Namun, sisi lain adalah "overkill" atau bahkan "kefotinan". Sanksi tidak selalu proporsional, dan dalam beberapa kasus, orang bisa di-"cancel" tanpa bukti kuat atau bahkan karena hoaks. Hukum atau proses hukum tradisional tidak selalu dapat menangkap semua skenario. Di sinilah muncul kritik: cancel culture bisa jadi misinformation amplifier.

Bagaimana Generasi Muda Bisa Tanggap Tanpa Terbakar?

1. Berpikir Kritis – Jangan langsung mengklik semua link atau "share" cerita tanpa memeriksa kebenaran. Kumpulkan bukti, tanyakan kepada sumber asli.

2. Berikan Ruang Dialog – Daripada langsung "banned", coba ajukan pertanyaan. Misalnya, "Apakah kamu tahu konteks sebelum kamu menulis itu?"

3. Berpikir Proporsional – Jika seseorang melakukan kesalahan, apakah sanksi yang diberikan pantas? Cobalah melihat perspektif kedua belah pihak.

4. Gunakan Empati – Ketika orang menolak pandangan yang berbeda, cobalah untuk mendengarkan tanpa menghakimi. Ini membantu membangun dialog, bukan konfrontasi.

5. Berperan Aktif di Platform – Gunakan fitur "report" dan "block" dengan bijak. Kalau menemukan konten palsu atau hoaks, laporkan secara formal.

Contoh Kasus Cancel Culture di Indonesia

1. Kasus Selebriti B – Selebriti ini sering melakukan komentar yang dianggap homofobik. Komunitas LGBTQ+ menggunakan hashtag #BukanSampaiBebas, lalu selebriti itu terpaksa mengundurkan diri dari beberapa endorsement.

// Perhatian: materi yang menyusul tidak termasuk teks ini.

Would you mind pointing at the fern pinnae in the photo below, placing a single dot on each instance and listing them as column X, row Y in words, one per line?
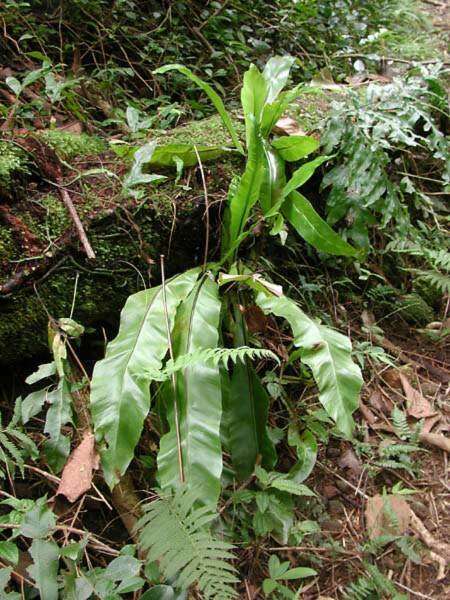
column 173, row 531
column 214, row 356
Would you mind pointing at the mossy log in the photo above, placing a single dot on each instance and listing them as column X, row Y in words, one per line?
column 43, row 269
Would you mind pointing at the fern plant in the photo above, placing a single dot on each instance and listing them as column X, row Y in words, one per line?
column 171, row 342
column 437, row 275
column 174, row 531
column 15, row 445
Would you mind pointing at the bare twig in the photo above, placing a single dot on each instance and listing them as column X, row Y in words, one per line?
column 175, row 405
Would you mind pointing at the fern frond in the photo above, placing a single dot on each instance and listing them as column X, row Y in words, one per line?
column 400, row 423
column 14, row 446
column 214, row 356
column 174, row 531
column 438, row 280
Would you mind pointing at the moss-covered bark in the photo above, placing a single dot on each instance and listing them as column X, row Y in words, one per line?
column 126, row 235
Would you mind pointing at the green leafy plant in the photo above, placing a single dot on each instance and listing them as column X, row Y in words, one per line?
column 174, row 531
column 367, row 188
column 174, row 332
column 281, row 571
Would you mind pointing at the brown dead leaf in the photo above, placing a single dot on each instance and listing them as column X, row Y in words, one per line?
column 392, row 378
column 350, row 461
column 368, row 415
column 255, row 318
column 430, row 422
column 76, row 477
column 387, row 515
column 72, row 127
column 288, row 126
column 436, row 439
column 418, row 406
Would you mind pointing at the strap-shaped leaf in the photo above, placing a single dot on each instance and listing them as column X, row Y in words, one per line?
column 276, row 73
column 295, row 147
column 198, row 399
column 328, row 354
column 120, row 396
column 311, row 227
column 248, row 408
column 212, row 95
column 274, row 179
column 247, row 192
column 302, row 174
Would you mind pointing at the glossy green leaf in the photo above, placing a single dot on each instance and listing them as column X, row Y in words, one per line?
column 253, row 97
column 120, row 396
column 165, row 155
column 291, row 487
column 306, row 446
column 212, row 95
column 197, row 397
column 43, row 371
column 299, row 573
column 39, row 521
column 311, row 227
column 44, row 569
column 60, row 411
column 274, row 178
column 32, row 404
column 273, row 112
column 136, row 176
column 276, row 74
column 248, row 412
column 247, row 192
column 302, row 174
column 328, row 354
column 9, row 552
column 295, row 147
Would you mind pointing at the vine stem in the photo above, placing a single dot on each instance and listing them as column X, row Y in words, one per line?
column 173, row 376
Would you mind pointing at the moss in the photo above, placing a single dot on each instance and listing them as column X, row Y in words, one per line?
column 13, row 161
column 208, row 132
column 414, row 309
column 73, row 145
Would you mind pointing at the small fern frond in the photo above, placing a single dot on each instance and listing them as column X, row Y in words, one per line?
column 213, row 356
column 14, row 447
column 400, row 423
column 174, row 531
column 436, row 279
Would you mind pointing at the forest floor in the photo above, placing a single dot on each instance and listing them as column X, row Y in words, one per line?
column 352, row 482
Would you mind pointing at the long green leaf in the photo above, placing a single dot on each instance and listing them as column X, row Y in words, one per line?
column 274, row 178
column 253, row 98
column 212, row 95
column 295, row 147
column 120, row 396
column 198, row 399
column 247, row 192
column 310, row 226
column 328, row 354
column 44, row 569
column 276, row 73
column 248, row 408
column 164, row 156
column 302, row 174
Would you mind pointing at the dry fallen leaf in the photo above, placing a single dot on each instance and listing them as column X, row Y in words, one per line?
column 76, row 477
column 288, row 126
column 387, row 515
column 350, row 461
column 418, row 406
column 255, row 319
column 436, row 439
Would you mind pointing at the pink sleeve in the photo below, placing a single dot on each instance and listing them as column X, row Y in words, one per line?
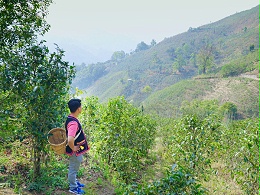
column 72, row 128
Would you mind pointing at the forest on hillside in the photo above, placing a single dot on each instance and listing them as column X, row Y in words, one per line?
column 198, row 146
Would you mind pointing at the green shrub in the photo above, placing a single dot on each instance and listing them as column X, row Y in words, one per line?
column 177, row 182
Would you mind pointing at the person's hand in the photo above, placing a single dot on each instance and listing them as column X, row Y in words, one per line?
column 76, row 148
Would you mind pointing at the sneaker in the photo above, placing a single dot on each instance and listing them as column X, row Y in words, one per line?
column 80, row 185
column 77, row 191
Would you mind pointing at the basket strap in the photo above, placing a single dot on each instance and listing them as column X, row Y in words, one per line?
column 77, row 135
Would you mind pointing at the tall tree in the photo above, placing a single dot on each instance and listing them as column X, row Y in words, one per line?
column 29, row 71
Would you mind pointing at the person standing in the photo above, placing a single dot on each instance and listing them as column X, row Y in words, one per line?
column 77, row 145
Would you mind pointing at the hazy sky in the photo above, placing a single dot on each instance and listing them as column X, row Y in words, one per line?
column 121, row 25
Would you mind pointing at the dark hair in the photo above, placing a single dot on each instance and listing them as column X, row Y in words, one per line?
column 74, row 104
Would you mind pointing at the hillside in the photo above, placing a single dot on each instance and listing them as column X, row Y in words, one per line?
column 243, row 92
column 155, row 68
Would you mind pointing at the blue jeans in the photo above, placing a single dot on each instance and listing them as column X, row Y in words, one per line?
column 74, row 163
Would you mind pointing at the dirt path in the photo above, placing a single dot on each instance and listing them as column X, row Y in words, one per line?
column 95, row 184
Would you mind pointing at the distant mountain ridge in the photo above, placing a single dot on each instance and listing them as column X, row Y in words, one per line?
column 231, row 38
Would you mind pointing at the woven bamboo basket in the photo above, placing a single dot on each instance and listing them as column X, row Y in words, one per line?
column 57, row 139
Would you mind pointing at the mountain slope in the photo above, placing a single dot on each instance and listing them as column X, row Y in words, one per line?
column 230, row 39
column 243, row 92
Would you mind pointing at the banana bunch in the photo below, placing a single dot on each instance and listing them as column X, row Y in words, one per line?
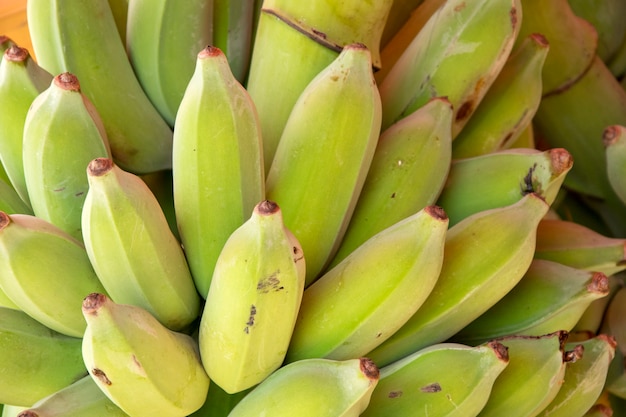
column 214, row 208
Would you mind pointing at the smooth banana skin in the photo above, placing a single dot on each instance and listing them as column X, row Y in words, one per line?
column 61, row 118
column 509, row 104
column 502, row 178
column 50, row 290
column 21, row 81
column 36, row 361
column 326, row 150
column 253, row 301
column 142, row 366
column 484, row 258
column 446, row 379
column 453, row 55
column 363, row 300
column 313, row 387
column 218, row 173
column 132, row 249
column 407, row 173
column 82, row 38
column 163, row 39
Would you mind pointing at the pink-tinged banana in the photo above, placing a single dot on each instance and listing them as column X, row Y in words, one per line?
column 142, row 366
column 21, row 81
column 305, row 37
column 82, row 38
column 313, row 387
column 484, row 258
column 502, row 178
column 253, row 301
column 454, row 55
column 51, row 289
column 447, row 380
column 163, row 39
column 509, row 105
column 407, row 173
column 132, row 249
column 549, row 297
column 61, row 118
column 36, row 361
column 364, row 299
column 326, row 150
column 218, row 174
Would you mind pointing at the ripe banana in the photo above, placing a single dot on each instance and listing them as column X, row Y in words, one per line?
column 325, row 150
column 313, row 387
column 82, row 38
column 484, row 257
column 253, row 301
column 142, row 366
column 132, row 249
column 217, row 166
column 362, row 301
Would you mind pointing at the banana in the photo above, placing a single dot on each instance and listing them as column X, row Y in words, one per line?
column 453, row 55
column 132, row 249
column 218, row 173
column 510, row 103
column 407, row 173
column 446, row 379
column 362, row 301
column 51, row 289
column 142, row 366
column 163, row 39
column 253, row 301
column 61, row 118
column 325, row 151
column 313, row 387
column 36, row 361
column 82, row 38
column 484, row 258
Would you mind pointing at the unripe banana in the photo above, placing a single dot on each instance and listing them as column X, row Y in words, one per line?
column 258, row 281
column 61, row 118
column 313, row 388
column 132, row 249
column 142, row 366
column 325, row 150
column 447, row 380
column 362, row 301
column 51, row 289
column 218, row 174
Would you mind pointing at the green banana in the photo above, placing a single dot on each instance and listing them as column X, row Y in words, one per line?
column 325, row 150
column 447, row 380
column 61, row 118
column 258, row 280
column 313, row 387
column 363, row 300
column 82, row 38
column 51, row 289
column 142, row 366
column 484, row 258
column 218, row 174
column 163, row 39
column 36, row 361
column 407, row 173
column 132, row 249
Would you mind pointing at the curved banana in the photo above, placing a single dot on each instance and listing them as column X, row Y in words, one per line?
column 142, row 366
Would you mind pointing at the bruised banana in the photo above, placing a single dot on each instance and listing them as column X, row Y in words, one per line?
column 364, row 299
column 217, row 166
column 326, row 150
column 258, row 280
column 142, row 366
column 313, row 388
column 132, row 249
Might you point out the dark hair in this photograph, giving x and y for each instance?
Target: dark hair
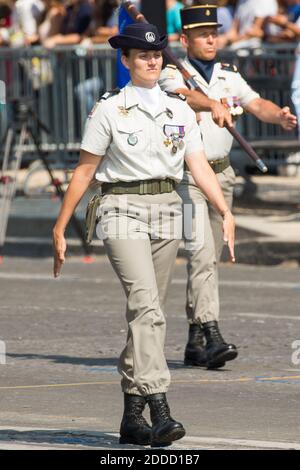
(126, 52)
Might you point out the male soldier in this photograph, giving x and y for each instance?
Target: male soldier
(226, 91)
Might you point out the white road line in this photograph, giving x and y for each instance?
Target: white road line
(189, 442)
(268, 315)
(179, 281)
(241, 443)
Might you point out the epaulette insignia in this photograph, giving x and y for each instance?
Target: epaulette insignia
(171, 71)
(179, 96)
(229, 67)
(93, 110)
(110, 93)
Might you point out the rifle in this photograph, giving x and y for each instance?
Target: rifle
(191, 82)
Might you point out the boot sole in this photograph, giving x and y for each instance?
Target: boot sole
(222, 358)
(131, 440)
(190, 362)
(168, 438)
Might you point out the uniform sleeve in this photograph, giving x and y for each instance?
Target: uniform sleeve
(171, 79)
(97, 132)
(244, 91)
(193, 138)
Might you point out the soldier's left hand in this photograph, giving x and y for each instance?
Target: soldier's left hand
(229, 233)
(287, 120)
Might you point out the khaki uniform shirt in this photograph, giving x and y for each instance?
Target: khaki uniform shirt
(133, 142)
(224, 84)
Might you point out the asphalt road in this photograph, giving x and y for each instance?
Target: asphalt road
(59, 387)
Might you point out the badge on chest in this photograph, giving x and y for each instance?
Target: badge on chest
(174, 136)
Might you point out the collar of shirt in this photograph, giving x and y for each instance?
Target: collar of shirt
(134, 96)
(204, 67)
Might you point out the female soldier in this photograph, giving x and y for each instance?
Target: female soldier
(136, 141)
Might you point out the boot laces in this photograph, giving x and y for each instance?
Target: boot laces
(135, 413)
(216, 336)
(161, 409)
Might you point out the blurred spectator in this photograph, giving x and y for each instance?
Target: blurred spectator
(248, 24)
(22, 23)
(75, 23)
(6, 8)
(225, 18)
(104, 23)
(285, 21)
(289, 22)
(52, 20)
(173, 19)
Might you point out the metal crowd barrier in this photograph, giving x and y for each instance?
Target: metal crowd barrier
(64, 84)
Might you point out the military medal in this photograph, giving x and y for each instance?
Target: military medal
(132, 139)
(123, 111)
(175, 136)
(169, 113)
(233, 104)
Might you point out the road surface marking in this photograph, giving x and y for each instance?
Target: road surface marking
(115, 382)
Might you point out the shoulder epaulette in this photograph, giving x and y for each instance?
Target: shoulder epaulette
(229, 67)
(179, 96)
(109, 94)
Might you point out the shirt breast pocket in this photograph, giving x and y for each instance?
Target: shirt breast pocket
(130, 136)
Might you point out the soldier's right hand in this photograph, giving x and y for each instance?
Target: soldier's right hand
(220, 114)
(59, 249)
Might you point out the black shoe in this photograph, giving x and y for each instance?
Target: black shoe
(195, 351)
(134, 428)
(165, 429)
(217, 350)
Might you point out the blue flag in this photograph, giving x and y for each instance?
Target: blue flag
(123, 76)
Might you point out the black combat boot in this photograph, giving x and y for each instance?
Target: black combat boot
(217, 350)
(134, 428)
(195, 352)
(165, 429)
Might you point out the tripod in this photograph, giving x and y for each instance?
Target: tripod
(22, 112)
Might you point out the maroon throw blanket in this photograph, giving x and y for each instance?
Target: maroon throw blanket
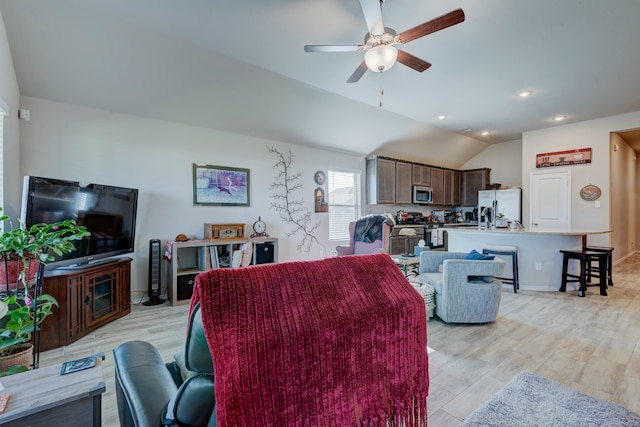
(336, 342)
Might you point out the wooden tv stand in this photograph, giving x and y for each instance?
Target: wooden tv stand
(88, 298)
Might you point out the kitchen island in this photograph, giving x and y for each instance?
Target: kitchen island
(539, 257)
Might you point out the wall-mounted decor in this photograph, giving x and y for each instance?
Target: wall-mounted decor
(220, 186)
(590, 192)
(564, 158)
(320, 203)
(288, 204)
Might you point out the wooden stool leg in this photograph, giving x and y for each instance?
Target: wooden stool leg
(516, 273)
(610, 267)
(602, 266)
(565, 263)
(583, 277)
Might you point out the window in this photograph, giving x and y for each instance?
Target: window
(344, 202)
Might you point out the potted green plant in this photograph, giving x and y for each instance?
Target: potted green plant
(21, 251)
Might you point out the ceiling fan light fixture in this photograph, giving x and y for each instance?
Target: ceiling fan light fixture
(380, 58)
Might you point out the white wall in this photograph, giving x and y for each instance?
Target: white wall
(505, 161)
(11, 154)
(623, 196)
(594, 134)
(73, 142)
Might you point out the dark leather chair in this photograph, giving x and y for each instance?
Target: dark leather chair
(152, 393)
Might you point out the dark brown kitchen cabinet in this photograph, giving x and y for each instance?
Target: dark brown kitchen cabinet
(451, 188)
(403, 183)
(381, 180)
(473, 181)
(421, 175)
(88, 299)
(437, 183)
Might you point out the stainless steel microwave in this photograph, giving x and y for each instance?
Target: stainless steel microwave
(422, 195)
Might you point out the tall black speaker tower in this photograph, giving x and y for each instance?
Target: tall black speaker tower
(154, 273)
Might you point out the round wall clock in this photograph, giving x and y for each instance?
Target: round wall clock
(590, 192)
(319, 177)
(259, 228)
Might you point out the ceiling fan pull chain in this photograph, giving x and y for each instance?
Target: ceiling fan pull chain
(381, 88)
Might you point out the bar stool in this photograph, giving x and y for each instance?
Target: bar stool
(511, 251)
(592, 271)
(584, 257)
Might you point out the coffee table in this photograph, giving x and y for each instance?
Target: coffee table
(409, 265)
(43, 397)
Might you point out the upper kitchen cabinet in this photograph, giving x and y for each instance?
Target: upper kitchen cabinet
(381, 181)
(437, 183)
(421, 175)
(473, 181)
(403, 183)
(451, 188)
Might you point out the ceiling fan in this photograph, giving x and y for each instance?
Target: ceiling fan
(380, 42)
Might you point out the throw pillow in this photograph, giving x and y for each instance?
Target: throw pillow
(478, 256)
(483, 279)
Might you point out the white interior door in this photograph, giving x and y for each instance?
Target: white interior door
(550, 200)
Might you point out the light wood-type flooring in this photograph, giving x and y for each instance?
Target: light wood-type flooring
(591, 344)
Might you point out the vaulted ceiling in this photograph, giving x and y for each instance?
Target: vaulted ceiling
(239, 66)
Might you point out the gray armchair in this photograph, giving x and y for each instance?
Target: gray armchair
(466, 291)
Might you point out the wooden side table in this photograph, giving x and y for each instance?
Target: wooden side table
(43, 397)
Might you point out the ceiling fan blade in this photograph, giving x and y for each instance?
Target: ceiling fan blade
(362, 68)
(437, 24)
(332, 48)
(412, 61)
(372, 10)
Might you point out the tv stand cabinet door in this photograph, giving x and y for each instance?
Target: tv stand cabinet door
(87, 299)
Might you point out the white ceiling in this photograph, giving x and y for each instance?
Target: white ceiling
(239, 66)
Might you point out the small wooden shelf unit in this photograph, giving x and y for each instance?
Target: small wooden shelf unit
(190, 258)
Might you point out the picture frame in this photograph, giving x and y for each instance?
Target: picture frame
(564, 158)
(221, 185)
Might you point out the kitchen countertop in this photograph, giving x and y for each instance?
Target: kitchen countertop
(539, 257)
(529, 232)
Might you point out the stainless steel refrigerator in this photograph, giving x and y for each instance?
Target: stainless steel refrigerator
(507, 202)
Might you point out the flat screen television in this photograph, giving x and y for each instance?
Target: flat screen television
(108, 212)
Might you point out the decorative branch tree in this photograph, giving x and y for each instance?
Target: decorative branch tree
(291, 209)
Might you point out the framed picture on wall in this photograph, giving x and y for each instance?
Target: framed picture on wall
(221, 185)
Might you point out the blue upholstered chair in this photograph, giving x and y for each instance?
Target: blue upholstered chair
(466, 290)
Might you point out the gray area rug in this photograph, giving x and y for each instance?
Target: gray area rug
(528, 400)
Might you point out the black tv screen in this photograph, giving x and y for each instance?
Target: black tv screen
(108, 212)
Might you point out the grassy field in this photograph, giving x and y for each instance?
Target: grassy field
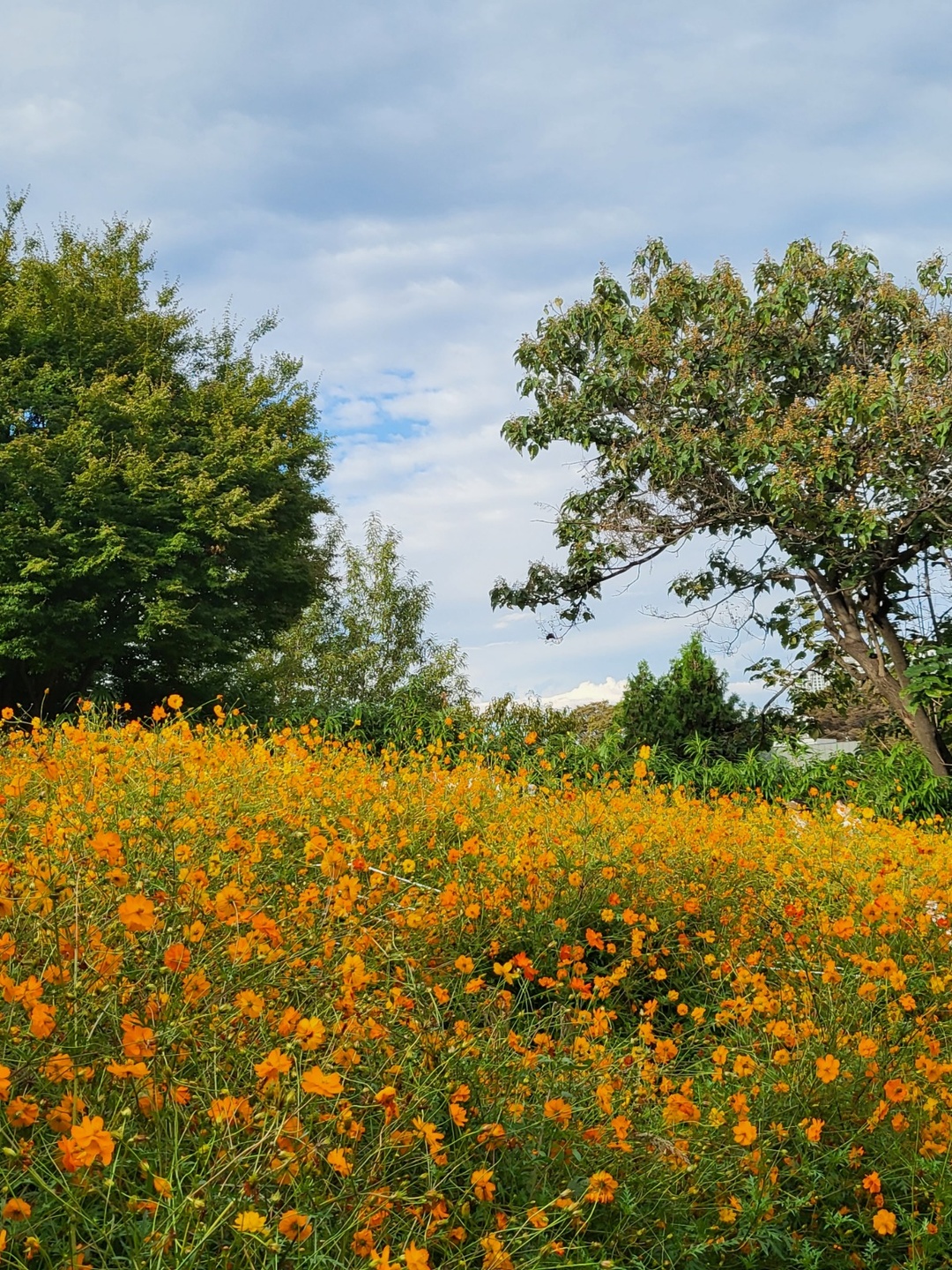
(287, 1004)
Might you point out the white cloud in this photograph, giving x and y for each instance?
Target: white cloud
(412, 181)
(611, 690)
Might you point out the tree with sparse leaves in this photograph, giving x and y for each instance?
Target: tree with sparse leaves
(801, 426)
(158, 485)
(365, 643)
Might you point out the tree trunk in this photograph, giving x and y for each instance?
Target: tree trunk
(873, 653)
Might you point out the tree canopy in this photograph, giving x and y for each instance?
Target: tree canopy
(363, 643)
(802, 426)
(158, 485)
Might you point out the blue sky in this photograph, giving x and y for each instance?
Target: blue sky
(409, 182)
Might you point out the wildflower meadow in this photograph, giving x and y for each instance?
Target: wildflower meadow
(282, 1001)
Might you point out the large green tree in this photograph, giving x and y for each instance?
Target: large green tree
(689, 701)
(158, 485)
(801, 426)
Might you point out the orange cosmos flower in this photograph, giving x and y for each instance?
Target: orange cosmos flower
(86, 1143)
(294, 1227)
(138, 914)
(744, 1133)
(557, 1110)
(314, 1081)
(250, 1223)
(602, 1188)
(273, 1067)
(22, 1113)
(42, 1020)
(666, 1050)
(885, 1222)
(230, 1110)
(828, 1068)
(249, 1004)
(195, 987)
(484, 1186)
(310, 1033)
(339, 1161)
(176, 958)
(813, 1129)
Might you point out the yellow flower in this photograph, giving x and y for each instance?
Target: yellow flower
(482, 1185)
(744, 1133)
(885, 1222)
(339, 1161)
(294, 1226)
(415, 1259)
(602, 1188)
(828, 1068)
(250, 1222)
(314, 1081)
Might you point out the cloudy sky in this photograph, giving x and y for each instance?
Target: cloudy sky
(409, 182)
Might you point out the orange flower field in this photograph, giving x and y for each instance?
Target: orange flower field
(280, 1002)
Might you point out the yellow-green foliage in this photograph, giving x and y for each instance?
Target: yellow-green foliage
(285, 1004)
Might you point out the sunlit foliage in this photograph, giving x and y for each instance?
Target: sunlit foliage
(280, 1002)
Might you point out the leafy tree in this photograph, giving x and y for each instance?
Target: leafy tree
(158, 485)
(363, 643)
(802, 426)
(689, 701)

2. Kasus Politikus A – Seorang politisi membuat tweet yang menyalahkan kelompok minoritas. Dalam waktu 2 jam, tweet itu menjadi viral, menuntut pengunduran diri, dan akhirnya ia harus menarik diri.

3. Kasus Influencer C – Influencer ini memposting video "challenge" yang mengandung unsur kekerasan. Banyak pengikutnya mengkritik, akhirnya ia memutuskan untuk menyatakan maaf dan memamerkan langkah-langkah pembelajaran.

Kesimpulan: Cancel Culture Itu Lebih Kompleks Dari Yang Terlihat

Cancel culture adalah cerminan perubahan sosial, di mana media sosial menjadi panggung bagi keadilan dan kontroversi. Di satu sisi, ia membantu mengangkat suara minoritas dan menuntut tanggung jawab. Di sisi lain, ia kadang menekan orang tanpa proses hukum yang jelas. Jadi, bagi kita generasi muda, penting untuk menjadi kritis, empati, dan bijak dalam menggunakan platform digital. Karena di akhir cerita, "cancel" bukan tentang menghukum, tapi tentang menemukan cara untuk membuat perbedaan yang lebih baik.

Ingat, kalau kamu merasa tertekan, ada cara lain untuk berdampak positif selain hanya menekan tombol "ban". Jadi, tetap jernih, tetap kritis, dan tetap bersinergi. Karena akhirnya, budaya cancel itu hanya sebatas "sosial media", sementara kebahagiaan sejati datang dari kerja keras, empati, dan integritas pribadi. Cheers!